La stagione contrattuale è partita. Sono state messe a punto le piattaforme rivendicative, in alcuni casi sono già state avviate le trattative, per lo più per un primo incontro, dandosi poi appuntamento a settembre. Non era scontato e per questo va salutato come un fatto positivo. In piena crisi, come non la vedevamo da decenni, onorare l’impegno dei rinnovi rappresenta un fatto importante che testimonia il senso di responsabilità delle parti sociali.
E’ circolata l’ipotesi di una moratoria, un rinvio di uno o anche due anni, con la somministrazione di una somma ai lavoratori, magari detassata dal governo. Ma non sembra avere fortuna. Nelle interviste che ci hanno rilasciato i responsabili della contrattazione delle grandi organizzazioni sindacali e della Confindustria hanno espresso il loro disinteresse per questa ipotesi.
Sarebbe stato un grave errore cedere a questa lusinga, che avrebbe eliminato alcuni problemi, ma avrebbe sancito una volta per tutte l’incapacità dei vertici del sindacato a svolgere il loro lavoro. In una situazione di crisi le relazioni industriali, tanto più quindi il rinnovo dei grandi contratti dell’industria, rappresentano, devono rappresentare uno strumento utile per creare i presupposti della ripresa. Se il problema è la competitività delle aziende, soprattutto di quelle che esportano, le parti sociali possono intervenire proprio con i nuovi contratti eliminando le cause dei ritardi che la produzione del nostro paese ha nei confronti della concorrenza. I contratti possono individuare i problemi e risolverli, rinunciare non sarebbe servito a nulla, ma certamente avrebbe aggravato la crisi di identità del sindacato e della sua controparte imprenditoriale.

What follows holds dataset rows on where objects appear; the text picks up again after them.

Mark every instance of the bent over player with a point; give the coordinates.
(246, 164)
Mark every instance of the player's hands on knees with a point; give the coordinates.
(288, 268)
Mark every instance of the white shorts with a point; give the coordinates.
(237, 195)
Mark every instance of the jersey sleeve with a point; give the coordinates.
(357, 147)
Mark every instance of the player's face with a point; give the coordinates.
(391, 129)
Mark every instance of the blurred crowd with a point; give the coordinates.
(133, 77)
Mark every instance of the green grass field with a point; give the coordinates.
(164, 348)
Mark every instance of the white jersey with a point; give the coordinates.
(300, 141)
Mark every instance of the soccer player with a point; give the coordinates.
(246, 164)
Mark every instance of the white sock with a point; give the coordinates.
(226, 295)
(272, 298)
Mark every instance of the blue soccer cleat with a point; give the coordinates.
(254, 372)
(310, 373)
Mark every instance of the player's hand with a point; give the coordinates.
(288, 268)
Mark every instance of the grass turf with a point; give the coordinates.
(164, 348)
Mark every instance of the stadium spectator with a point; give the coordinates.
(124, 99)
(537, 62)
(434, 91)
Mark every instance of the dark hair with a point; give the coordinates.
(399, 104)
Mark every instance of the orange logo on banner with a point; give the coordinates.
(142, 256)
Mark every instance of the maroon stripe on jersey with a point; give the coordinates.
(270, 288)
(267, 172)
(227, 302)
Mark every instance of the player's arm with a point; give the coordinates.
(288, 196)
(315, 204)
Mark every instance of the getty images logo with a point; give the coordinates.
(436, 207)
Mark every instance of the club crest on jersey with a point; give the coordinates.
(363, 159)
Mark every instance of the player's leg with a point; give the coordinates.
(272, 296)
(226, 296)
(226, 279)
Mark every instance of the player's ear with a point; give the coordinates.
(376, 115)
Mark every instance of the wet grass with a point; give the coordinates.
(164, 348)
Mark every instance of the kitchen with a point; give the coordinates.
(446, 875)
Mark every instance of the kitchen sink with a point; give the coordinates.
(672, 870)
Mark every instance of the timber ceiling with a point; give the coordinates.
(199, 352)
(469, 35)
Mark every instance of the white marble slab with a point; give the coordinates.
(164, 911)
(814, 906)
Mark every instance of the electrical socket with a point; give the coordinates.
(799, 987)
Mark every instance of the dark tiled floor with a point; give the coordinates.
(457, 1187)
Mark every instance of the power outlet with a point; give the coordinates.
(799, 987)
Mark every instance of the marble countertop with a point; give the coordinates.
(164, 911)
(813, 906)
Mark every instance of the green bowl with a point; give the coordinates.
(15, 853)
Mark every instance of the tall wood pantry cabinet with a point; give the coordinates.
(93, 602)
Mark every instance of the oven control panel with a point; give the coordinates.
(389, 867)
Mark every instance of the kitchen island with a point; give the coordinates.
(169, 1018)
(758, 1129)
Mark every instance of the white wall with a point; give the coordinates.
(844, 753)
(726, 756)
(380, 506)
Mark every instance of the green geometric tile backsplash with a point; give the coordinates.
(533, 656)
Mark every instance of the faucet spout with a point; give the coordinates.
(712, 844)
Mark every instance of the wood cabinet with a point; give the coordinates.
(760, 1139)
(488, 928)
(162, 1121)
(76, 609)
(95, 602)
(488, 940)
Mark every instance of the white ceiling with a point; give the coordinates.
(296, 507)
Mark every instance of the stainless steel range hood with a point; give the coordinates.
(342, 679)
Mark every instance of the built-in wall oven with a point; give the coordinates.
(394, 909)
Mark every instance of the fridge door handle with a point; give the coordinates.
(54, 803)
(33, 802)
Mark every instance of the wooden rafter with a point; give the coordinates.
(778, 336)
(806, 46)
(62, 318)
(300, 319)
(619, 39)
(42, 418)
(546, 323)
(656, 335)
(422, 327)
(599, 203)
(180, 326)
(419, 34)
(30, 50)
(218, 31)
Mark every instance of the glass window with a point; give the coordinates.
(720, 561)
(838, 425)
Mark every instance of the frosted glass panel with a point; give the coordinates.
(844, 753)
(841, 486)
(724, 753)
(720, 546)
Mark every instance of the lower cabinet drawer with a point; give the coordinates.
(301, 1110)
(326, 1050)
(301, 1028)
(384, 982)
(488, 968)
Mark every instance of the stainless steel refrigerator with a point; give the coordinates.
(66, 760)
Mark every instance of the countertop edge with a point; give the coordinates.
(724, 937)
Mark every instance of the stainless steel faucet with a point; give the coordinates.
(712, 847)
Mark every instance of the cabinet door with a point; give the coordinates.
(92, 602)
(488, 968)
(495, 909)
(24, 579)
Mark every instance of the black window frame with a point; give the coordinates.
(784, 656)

Il primo atto di contrattazione dopo il ventennio fascista avvenne a Biella, nel 1943, quando, la città era ancora occupata dai tedeschi. Sindacati e imprenditori si trattarono e poi firmarono il primo contratto di lavoro. Si incontravano nei boschi e i partigiani pattugliavano la zona per diofenderli da eventuali attacchi nazisti. Nessuno li obbligava a farlo, era molto pericoloso, ma loro sapevano che solo in questo modo, sancendo la loro presenza, avrebbero posto le basi per una crescita dell’intero paese.
Come poi andrà a finire questa stagione contrattuale è difficile dirlo, proprio perché non sono nemmeno partite le trattative. Ma dalle intenzioni dichiarate sembra che ci siano le premesse per qualcosa di utile. Il sindacato sa benissimo che questi rinnovi devono essere segnati da un forte trade off, che gli aumenti salariali e quanto ancora possa essere richiesto e ottenuto deve trovare un corrispettivo che aiuti le aziende. E i rappresentanti dei lavoratori sono pronti a farlo, salvo poi decidere se sia più utile decidere certe cose al livello nazionale o non a quello decentrato, perché sanno che dalla salute delle aziende dipende la stabilità dei posti di lavoro e il futuro industriale del nostro paese.
C erto, avrebbe aiutato se in questo anno fossero state decise le regole di applicazione dell’accordo interconfederale del giugno 2011, quello che stabilì utili norme per contabilizzare la rappresentatività dei sindacati e per lo svolgimento delle trattative contrattuali. Tutti i responsabili, interrogati in merito, hanno portato a giustificazione di questo vuoto le difficoltà di questi dodici mesi. Nei quali effettivamente è successo di tutto, anche se forse uno sforzo in tal senso andava fatto. Tra l’altro sarebbe stato forse possibile risolvere il nodo della Fiom, che non è presente alla trattativa del rinnovo del contratto dei metalmeccanici. Se fosse stato accertato in base ai calcoli tra numero degli iscritti e voti per le elezioni delle Rsu che la Fiom rappresentava più del 5% dei lavoratori interessati al rinnovo, e sarebbe stato difficile provare il contrario, questa avrebbe potuto partecipare a quelle trattative.
Un altro problema potrà essere rappresentato dalla variazione dell’indice Ipca calcolato dall’Istat. Sollecitato dal ministero dell’Economia, prima anomalia, l’istituto di statistica ha variato, seconda anomalia, i parametri che aveva indicato a maggio perché è stato almeno rinviato l’aumento delle aliquote iva. I sindacati affermano che i parametri non si cambiano in corsa, la Confindustria ricorda che non è escluso un ricalcolo, almeno dalle istruzioni date all’Istat dalle parti sociali. La speranza è che le trattative non si incartino su questo, ma ancora una volta la fantasia delle parti sociali aiutino a superare un problema che è solo tecnico.